Gian Fulgoni lists eCommerce as the number two Burning Issue in his article. What is more relevant to South Africa in the eCommerce context is that the necessary infrastructure to the eCommerce was never around, till now. This the key attribute which makes eCommerce still “the next big thing” in Africa, even after being around for decades in developed nations.
The hot selling points for eCommerce and online stores are “lower prices, convenience and the broadest selection of products,” (Fulgoni, 2012) and what may surprise many SMEs, is that selling online is not an expensive venture any more with some of the new ecommerce solution providers, such as CloudSales & OpenCart functionality.
Here’s what Fulgoni said in January 2013:
Driven by lower prices, convenience and the broadest selection of products, online consumer spending is soaring. comScore data show that in the last twelve months $304 billion was spent via e-commerce in the U.S., with Travel accounting for $110 billion and Non-Travel (aka Retail e-Commerce) pulling in $194 billion. Retail e-Commerce now accounts for one in every ten discretionary dollars spent by U.S. consumers and in Q4 grew 15% versus the prior year, a rate about five times faster than for all consumer spending at retail.
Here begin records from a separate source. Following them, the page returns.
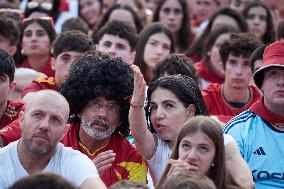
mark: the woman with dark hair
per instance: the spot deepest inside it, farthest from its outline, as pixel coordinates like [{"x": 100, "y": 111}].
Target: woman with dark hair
[
  {"x": 172, "y": 100},
  {"x": 200, "y": 147},
  {"x": 36, "y": 41},
  {"x": 174, "y": 14},
  {"x": 90, "y": 11},
  {"x": 224, "y": 16},
  {"x": 210, "y": 68},
  {"x": 155, "y": 42},
  {"x": 122, "y": 13},
  {"x": 175, "y": 64},
  {"x": 36, "y": 8},
  {"x": 260, "y": 21}
]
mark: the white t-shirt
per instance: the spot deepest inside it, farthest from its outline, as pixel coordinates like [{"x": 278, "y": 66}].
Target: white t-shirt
[
  {"x": 71, "y": 164},
  {"x": 157, "y": 164}
]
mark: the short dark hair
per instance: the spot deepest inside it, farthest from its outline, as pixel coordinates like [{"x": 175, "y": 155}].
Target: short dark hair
[
  {"x": 77, "y": 24},
  {"x": 175, "y": 64},
  {"x": 7, "y": 65},
  {"x": 183, "y": 87},
  {"x": 128, "y": 184},
  {"x": 188, "y": 180},
  {"x": 71, "y": 41},
  {"x": 105, "y": 17},
  {"x": 269, "y": 35},
  {"x": 239, "y": 44},
  {"x": 257, "y": 54},
  {"x": 144, "y": 36},
  {"x": 43, "y": 181},
  {"x": 184, "y": 36},
  {"x": 196, "y": 49},
  {"x": 45, "y": 24},
  {"x": 9, "y": 31},
  {"x": 95, "y": 75},
  {"x": 120, "y": 29}
]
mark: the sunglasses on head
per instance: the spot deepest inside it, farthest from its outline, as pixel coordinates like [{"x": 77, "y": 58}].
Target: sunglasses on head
[
  {"x": 45, "y": 18},
  {"x": 45, "y": 5}
]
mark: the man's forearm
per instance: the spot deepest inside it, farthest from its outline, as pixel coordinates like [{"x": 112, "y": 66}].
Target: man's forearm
[{"x": 1, "y": 142}]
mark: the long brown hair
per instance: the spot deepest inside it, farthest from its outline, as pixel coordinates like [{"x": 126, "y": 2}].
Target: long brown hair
[{"x": 212, "y": 129}]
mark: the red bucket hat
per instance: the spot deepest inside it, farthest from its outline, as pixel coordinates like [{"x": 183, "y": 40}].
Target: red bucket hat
[{"x": 273, "y": 56}]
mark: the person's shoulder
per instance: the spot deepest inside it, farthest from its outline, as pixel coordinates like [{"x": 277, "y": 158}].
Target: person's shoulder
[
  {"x": 212, "y": 88},
  {"x": 5, "y": 152},
  {"x": 47, "y": 80},
  {"x": 240, "y": 121}
]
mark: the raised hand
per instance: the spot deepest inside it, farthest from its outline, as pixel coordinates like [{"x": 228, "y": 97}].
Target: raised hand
[{"x": 178, "y": 166}]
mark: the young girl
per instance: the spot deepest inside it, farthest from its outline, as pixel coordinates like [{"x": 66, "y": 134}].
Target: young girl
[{"x": 200, "y": 147}]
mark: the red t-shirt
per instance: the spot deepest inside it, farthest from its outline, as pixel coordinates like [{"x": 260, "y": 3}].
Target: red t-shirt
[
  {"x": 47, "y": 70},
  {"x": 14, "y": 107},
  {"x": 40, "y": 84},
  {"x": 217, "y": 105},
  {"x": 128, "y": 164}
]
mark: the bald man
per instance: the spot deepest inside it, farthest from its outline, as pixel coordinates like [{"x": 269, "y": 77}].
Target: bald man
[{"x": 43, "y": 125}]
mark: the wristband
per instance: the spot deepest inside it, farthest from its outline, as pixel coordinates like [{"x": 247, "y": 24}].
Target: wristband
[{"x": 135, "y": 106}]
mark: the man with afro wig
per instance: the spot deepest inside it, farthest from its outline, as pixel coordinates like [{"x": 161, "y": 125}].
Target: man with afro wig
[{"x": 98, "y": 89}]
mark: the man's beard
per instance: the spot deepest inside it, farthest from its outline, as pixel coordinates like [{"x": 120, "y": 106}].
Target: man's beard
[{"x": 98, "y": 133}]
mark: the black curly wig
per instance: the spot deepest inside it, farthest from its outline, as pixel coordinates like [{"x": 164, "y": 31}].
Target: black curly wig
[
  {"x": 98, "y": 75},
  {"x": 185, "y": 89}
]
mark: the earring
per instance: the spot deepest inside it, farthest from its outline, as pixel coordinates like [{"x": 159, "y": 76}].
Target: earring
[{"x": 22, "y": 52}]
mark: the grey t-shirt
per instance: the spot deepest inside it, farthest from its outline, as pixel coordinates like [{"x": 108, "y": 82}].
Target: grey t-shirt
[{"x": 71, "y": 164}]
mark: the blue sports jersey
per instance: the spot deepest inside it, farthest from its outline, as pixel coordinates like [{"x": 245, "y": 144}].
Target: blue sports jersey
[{"x": 262, "y": 146}]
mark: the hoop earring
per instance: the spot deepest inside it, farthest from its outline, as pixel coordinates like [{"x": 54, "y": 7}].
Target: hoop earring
[{"x": 22, "y": 52}]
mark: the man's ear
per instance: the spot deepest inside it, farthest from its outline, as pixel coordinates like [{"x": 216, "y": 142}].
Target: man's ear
[
  {"x": 12, "y": 50},
  {"x": 12, "y": 85},
  {"x": 53, "y": 63},
  {"x": 21, "y": 119},
  {"x": 66, "y": 129},
  {"x": 132, "y": 57},
  {"x": 191, "y": 110}
]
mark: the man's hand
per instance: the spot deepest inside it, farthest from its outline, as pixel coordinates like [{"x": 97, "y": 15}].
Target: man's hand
[
  {"x": 1, "y": 142},
  {"x": 104, "y": 161}
]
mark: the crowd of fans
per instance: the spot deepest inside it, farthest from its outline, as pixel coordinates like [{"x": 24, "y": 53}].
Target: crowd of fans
[{"x": 142, "y": 94}]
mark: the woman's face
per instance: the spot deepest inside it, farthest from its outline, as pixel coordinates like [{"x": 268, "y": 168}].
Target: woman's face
[
  {"x": 171, "y": 15},
  {"x": 215, "y": 58},
  {"x": 156, "y": 49},
  {"x": 168, "y": 114},
  {"x": 256, "y": 20},
  {"x": 35, "y": 40},
  {"x": 90, "y": 11},
  {"x": 122, "y": 15},
  {"x": 199, "y": 150},
  {"x": 205, "y": 8}
]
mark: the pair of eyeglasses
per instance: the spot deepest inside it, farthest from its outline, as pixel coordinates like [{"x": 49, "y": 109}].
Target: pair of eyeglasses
[
  {"x": 46, "y": 18},
  {"x": 45, "y": 5}
]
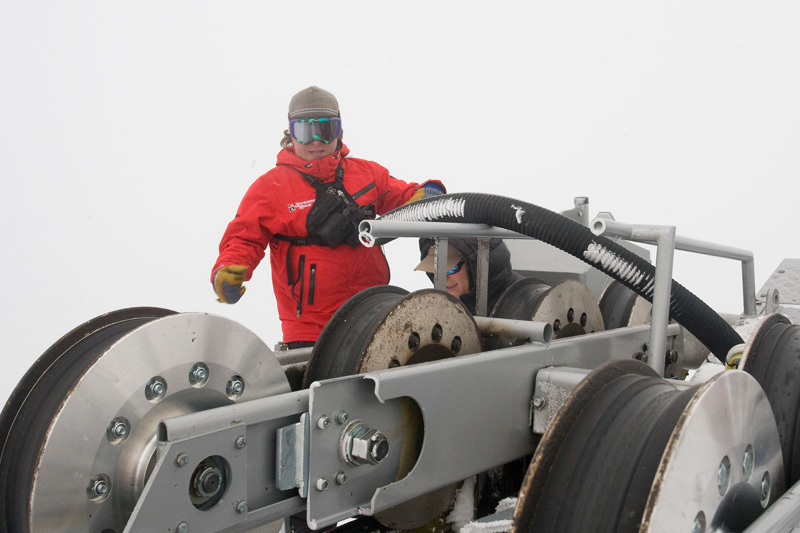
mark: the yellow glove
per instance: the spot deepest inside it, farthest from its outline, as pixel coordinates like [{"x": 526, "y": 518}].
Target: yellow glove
[{"x": 228, "y": 283}]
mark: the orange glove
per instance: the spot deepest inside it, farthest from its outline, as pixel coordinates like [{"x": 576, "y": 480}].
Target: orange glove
[{"x": 228, "y": 283}]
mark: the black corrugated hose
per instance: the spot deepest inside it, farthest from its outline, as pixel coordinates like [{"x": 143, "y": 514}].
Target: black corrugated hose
[{"x": 577, "y": 240}]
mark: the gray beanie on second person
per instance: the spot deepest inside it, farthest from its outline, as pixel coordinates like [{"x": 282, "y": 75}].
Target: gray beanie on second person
[{"x": 313, "y": 102}]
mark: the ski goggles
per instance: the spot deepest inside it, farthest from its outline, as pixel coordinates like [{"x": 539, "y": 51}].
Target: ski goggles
[
  {"x": 308, "y": 130},
  {"x": 456, "y": 267}
]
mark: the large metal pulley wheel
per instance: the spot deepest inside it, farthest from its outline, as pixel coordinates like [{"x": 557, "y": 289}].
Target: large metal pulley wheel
[
  {"x": 386, "y": 327},
  {"x": 78, "y": 435},
  {"x": 771, "y": 356},
  {"x": 568, "y": 306},
  {"x": 630, "y": 451}
]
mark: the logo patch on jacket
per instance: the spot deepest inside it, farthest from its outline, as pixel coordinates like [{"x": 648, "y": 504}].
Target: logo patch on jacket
[{"x": 300, "y": 205}]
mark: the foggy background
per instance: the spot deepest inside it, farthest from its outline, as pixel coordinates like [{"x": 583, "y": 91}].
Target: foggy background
[{"x": 129, "y": 132}]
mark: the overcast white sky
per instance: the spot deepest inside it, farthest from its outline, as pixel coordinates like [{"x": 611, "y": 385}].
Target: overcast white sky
[{"x": 130, "y": 130}]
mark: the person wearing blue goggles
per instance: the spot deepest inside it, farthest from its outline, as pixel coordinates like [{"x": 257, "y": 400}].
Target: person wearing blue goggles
[{"x": 307, "y": 130}]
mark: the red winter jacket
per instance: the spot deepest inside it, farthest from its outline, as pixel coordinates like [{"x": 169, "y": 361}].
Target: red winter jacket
[{"x": 278, "y": 203}]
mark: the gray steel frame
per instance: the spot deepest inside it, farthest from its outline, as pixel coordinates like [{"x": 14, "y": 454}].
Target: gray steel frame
[{"x": 464, "y": 433}]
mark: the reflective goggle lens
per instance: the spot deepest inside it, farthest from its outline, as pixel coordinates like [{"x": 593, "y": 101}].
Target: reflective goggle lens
[
  {"x": 455, "y": 268},
  {"x": 308, "y": 130}
]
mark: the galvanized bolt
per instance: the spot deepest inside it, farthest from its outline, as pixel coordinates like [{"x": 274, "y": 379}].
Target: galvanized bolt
[
  {"x": 699, "y": 525},
  {"x": 436, "y": 333},
  {"x": 198, "y": 374},
  {"x": 364, "y": 445},
  {"x": 236, "y": 386},
  {"x": 98, "y": 486},
  {"x": 455, "y": 346},
  {"x": 157, "y": 388},
  {"x": 672, "y": 357},
  {"x": 208, "y": 482},
  {"x": 539, "y": 401},
  {"x": 748, "y": 461},
  {"x": 723, "y": 475},
  {"x": 119, "y": 429},
  {"x": 765, "y": 488},
  {"x": 413, "y": 341}
]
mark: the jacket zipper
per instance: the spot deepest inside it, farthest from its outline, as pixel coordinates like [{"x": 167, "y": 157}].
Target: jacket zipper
[
  {"x": 312, "y": 276},
  {"x": 301, "y": 276}
]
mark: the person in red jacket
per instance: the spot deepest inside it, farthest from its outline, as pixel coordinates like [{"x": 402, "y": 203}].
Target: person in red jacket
[{"x": 306, "y": 210}]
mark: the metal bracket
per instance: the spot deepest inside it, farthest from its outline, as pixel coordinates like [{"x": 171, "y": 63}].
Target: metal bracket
[
  {"x": 177, "y": 462},
  {"x": 553, "y": 387},
  {"x": 292, "y": 456}
]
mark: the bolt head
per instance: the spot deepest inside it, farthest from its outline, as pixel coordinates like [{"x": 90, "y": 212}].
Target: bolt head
[
  {"x": 539, "y": 402},
  {"x": 100, "y": 487}
]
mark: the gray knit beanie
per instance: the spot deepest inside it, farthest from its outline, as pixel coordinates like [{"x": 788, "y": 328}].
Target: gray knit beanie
[{"x": 313, "y": 102}]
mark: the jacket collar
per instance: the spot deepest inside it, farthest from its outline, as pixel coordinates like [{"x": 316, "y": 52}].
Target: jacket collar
[{"x": 323, "y": 169}]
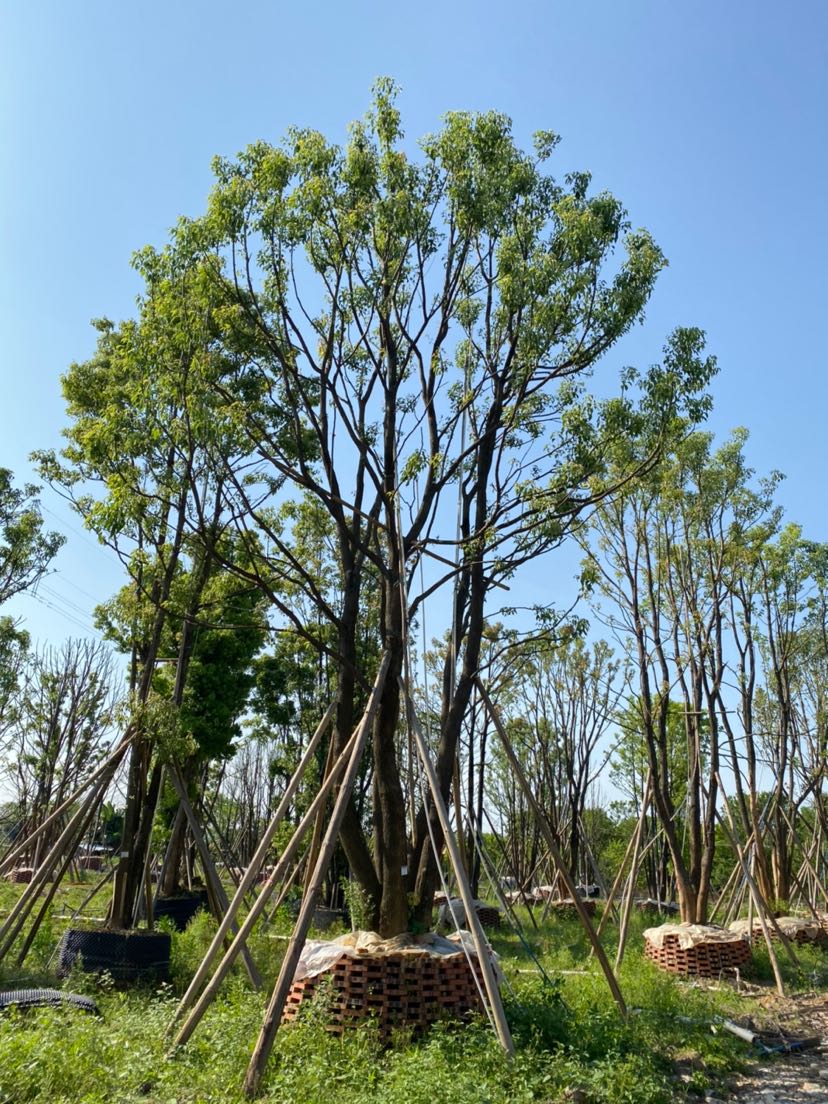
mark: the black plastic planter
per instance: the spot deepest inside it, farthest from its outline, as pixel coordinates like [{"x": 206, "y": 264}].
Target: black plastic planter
[
  {"x": 127, "y": 956},
  {"x": 180, "y": 909}
]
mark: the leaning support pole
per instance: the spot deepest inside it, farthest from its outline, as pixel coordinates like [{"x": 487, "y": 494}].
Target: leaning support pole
[
  {"x": 276, "y": 878},
  {"x": 110, "y": 764},
  {"x": 627, "y": 906},
  {"x": 71, "y": 834},
  {"x": 211, "y": 872},
  {"x": 762, "y": 910},
  {"x": 252, "y": 871},
  {"x": 273, "y": 1016},
  {"x": 473, "y": 920},
  {"x": 634, "y": 841},
  {"x": 558, "y": 858}
]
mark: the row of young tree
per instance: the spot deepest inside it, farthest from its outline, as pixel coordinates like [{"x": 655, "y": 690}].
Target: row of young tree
[{"x": 356, "y": 389}]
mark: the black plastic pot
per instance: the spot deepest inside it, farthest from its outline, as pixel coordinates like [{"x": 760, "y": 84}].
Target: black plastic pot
[
  {"x": 127, "y": 956},
  {"x": 40, "y": 998},
  {"x": 180, "y": 909}
]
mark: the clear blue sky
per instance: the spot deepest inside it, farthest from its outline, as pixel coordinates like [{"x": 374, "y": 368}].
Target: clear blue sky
[{"x": 708, "y": 119}]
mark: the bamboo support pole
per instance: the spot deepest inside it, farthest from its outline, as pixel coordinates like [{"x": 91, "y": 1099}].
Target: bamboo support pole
[
  {"x": 210, "y": 871},
  {"x": 523, "y": 898},
  {"x": 56, "y": 879},
  {"x": 275, "y": 1008},
  {"x": 110, "y": 764},
  {"x": 625, "y": 860},
  {"x": 473, "y": 920},
  {"x": 232, "y": 952},
  {"x": 23, "y": 905},
  {"x": 251, "y": 874},
  {"x": 550, "y": 839},
  {"x": 627, "y": 905}
]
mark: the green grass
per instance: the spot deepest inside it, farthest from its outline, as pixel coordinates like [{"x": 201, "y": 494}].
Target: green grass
[{"x": 568, "y": 1032}]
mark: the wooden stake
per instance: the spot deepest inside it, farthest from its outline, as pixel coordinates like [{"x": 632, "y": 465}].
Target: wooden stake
[
  {"x": 549, "y": 836},
  {"x": 633, "y": 878},
  {"x": 275, "y": 1008},
  {"x": 473, "y": 920},
  {"x": 210, "y": 871},
  {"x": 276, "y": 877},
  {"x": 109, "y": 764},
  {"x": 630, "y": 845}
]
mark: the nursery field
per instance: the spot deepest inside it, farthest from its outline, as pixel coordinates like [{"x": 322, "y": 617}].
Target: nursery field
[{"x": 571, "y": 1042}]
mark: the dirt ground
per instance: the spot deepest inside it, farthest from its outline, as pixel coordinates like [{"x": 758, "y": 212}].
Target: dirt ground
[{"x": 793, "y": 1079}]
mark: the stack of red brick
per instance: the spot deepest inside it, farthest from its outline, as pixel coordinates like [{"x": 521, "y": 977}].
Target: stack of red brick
[
  {"x": 702, "y": 959},
  {"x": 411, "y": 990}
]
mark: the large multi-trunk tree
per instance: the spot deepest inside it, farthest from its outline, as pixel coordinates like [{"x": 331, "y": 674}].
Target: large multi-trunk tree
[
  {"x": 400, "y": 342},
  {"x": 410, "y": 336}
]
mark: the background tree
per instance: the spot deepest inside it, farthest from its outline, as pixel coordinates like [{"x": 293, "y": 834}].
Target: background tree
[{"x": 412, "y": 338}]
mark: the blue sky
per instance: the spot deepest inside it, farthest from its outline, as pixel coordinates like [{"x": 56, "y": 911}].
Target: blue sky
[{"x": 708, "y": 119}]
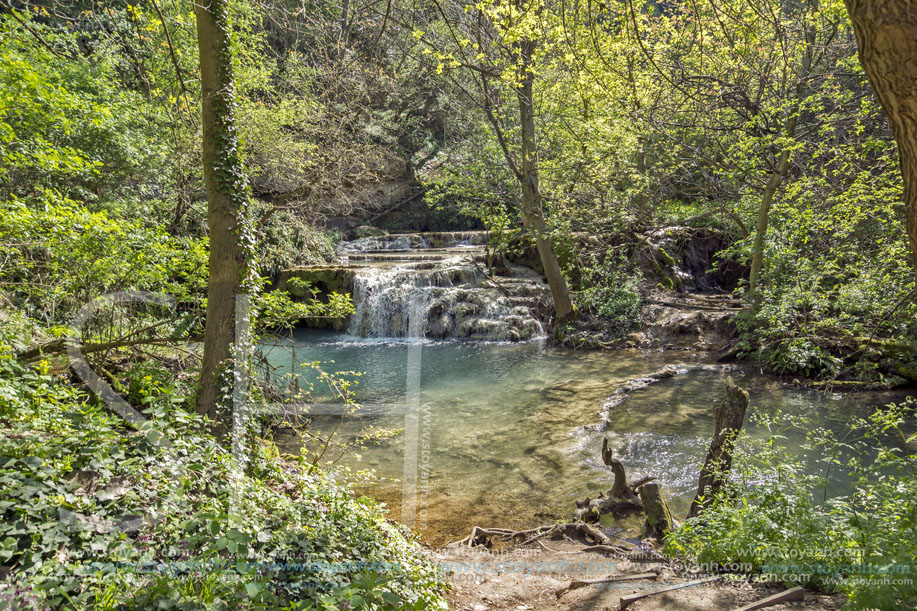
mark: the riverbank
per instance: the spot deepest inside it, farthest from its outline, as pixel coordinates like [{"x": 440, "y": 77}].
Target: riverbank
[{"x": 558, "y": 575}]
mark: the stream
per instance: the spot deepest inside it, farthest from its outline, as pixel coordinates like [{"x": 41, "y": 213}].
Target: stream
[
  {"x": 509, "y": 434},
  {"x": 501, "y": 427}
]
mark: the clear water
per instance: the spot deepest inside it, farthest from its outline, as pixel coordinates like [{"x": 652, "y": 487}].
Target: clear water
[{"x": 510, "y": 434}]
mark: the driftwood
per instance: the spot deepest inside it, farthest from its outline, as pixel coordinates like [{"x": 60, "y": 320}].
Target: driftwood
[
  {"x": 658, "y": 518},
  {"x": 728, "y": 416},
  {"x": 582, "y": 583},
  {"x": 792, "y": 594},
  {"x": 623, "y": 498},
  {"x": 486, "y": 536},
  {"x": 627, "y": 601}
]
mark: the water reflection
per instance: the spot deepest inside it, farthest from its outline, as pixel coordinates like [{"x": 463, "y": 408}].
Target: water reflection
[{"x": 514, "y": 430}]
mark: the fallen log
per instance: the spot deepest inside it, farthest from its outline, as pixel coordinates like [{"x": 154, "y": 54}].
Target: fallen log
[
  {"x": 728, "y": 416},
  {"x": 485, "y": 536},
  {"x": 630, "y": 599},
  {"x": 790, "y": 595},
  {"x": 658, "y": 518},
  {"x": 582, "y": 583}
]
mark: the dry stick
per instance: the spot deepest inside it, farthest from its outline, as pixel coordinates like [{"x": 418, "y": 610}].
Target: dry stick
[
  {"x": 627, "y": 601},
  {"x": 792, "y": 594},
  {"x": 581, "y": 583}
]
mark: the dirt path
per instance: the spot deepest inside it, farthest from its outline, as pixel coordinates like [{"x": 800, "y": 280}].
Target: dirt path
[{"x": 535, "y": 577}]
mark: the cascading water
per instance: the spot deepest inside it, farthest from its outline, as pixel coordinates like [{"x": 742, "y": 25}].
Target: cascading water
[{"x": 435, "y": 285}]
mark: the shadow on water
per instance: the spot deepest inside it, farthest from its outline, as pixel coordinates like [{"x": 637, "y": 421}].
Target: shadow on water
[{"x": 509, "y": 434}]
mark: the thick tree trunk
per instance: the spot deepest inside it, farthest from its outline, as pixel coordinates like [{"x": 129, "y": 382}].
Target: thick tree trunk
[
  {"x": 532, "y": 206},
  {"x": 886, "y": 32},
  {"x": 728, "y": 416},
  {"x": 230, "y": 234}
]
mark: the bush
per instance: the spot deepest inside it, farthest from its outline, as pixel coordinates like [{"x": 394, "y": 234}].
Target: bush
[
  {"x": 608, "y": 290},
  {"x": 781, "y": 521},
  {"x": 96, "y": 514}
]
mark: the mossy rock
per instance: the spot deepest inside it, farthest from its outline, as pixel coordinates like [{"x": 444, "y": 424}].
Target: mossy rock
[
  {"x": 323, "y": 280},
  {"x": 368, "y": 231}
]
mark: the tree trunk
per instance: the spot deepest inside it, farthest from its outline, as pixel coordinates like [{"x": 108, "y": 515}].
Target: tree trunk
[
  {"x": 532, "y": 207},
  {"x": 783, "y": 162},
  {"x": 227, "y": 208},
  {"x": 728, "y": 417},
  {"x": 886, "y": 33}
]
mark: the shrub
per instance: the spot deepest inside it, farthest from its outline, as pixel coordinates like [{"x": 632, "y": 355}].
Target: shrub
[
  {"x": 781, "y": 521},
  {"x": 96, "y": 514}
]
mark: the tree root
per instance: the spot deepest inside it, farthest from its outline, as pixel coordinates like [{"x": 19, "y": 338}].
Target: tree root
[{"x": 597, "y": 539}]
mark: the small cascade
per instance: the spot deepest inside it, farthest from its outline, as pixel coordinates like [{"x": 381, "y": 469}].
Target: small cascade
[{"x": 435, "y": 285}]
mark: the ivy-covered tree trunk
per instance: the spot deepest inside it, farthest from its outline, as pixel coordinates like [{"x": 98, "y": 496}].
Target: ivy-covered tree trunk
[
  {"x": 532, "y": 207},
  {"x": 886, "y": 33},
  {"x": 227, "y": 207}
]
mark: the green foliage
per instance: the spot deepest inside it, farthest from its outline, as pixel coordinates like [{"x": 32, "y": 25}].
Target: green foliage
[
  {"x": 97, "y": 514},
  {"x": 609, "y": 289},
  {"x": 60, "y": 256},
  {"x": 66, "y": 124},
  {"x": 782, "y": 522}
]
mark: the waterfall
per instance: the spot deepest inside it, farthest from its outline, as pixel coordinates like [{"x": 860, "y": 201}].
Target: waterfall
[{"x": 434, "y": 285}]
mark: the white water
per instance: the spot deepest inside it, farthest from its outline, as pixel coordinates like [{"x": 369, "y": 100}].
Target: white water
[{"x": 436, "y": 285}]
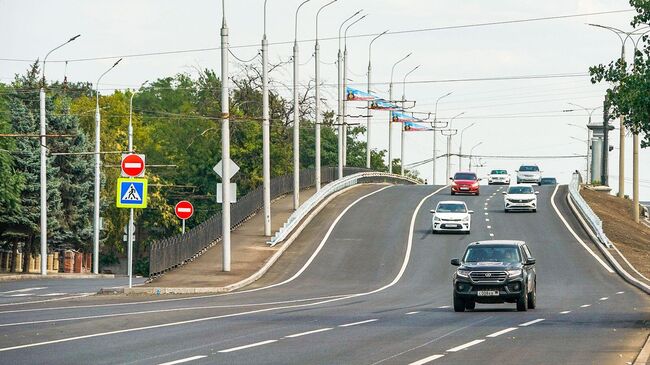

Pure play online retailers such as Amazon and eBay have built massive businesses on the basis of e-commerce. Amazon for example, now attracts in excess of 110 million unique visitors in a month and reported North America sales of $7.9 billion in Q3, up 33% over the prior year. But the emergence of e-commerce also means that the physical store is under attack, which in turn means that those retailers who cannot maintain their in-store market share as their category shifts online face increasingly difficult times. Different product categories are shifting online at differing rates, creating particular challenges for multi-category retailers such as big store mass merchandisers. For example, the consumer electronics product category now sees about 30% of sales completed online while consumer packaged goods lags with no more than 1% of sales occurring via e-commerce. This means it’s particularly important for multi-channel retailers to monitor trends in their market share by channel and also by product category so as to clearly understand the nature of competitive online threats.
The channel shift to online has also put downward pressure on prices, because the Internet allows consumers to easily root out the lowest price for a product. This creates myriad challenges for retailers and manufacturers since pricing power is now in the hands of the consumer.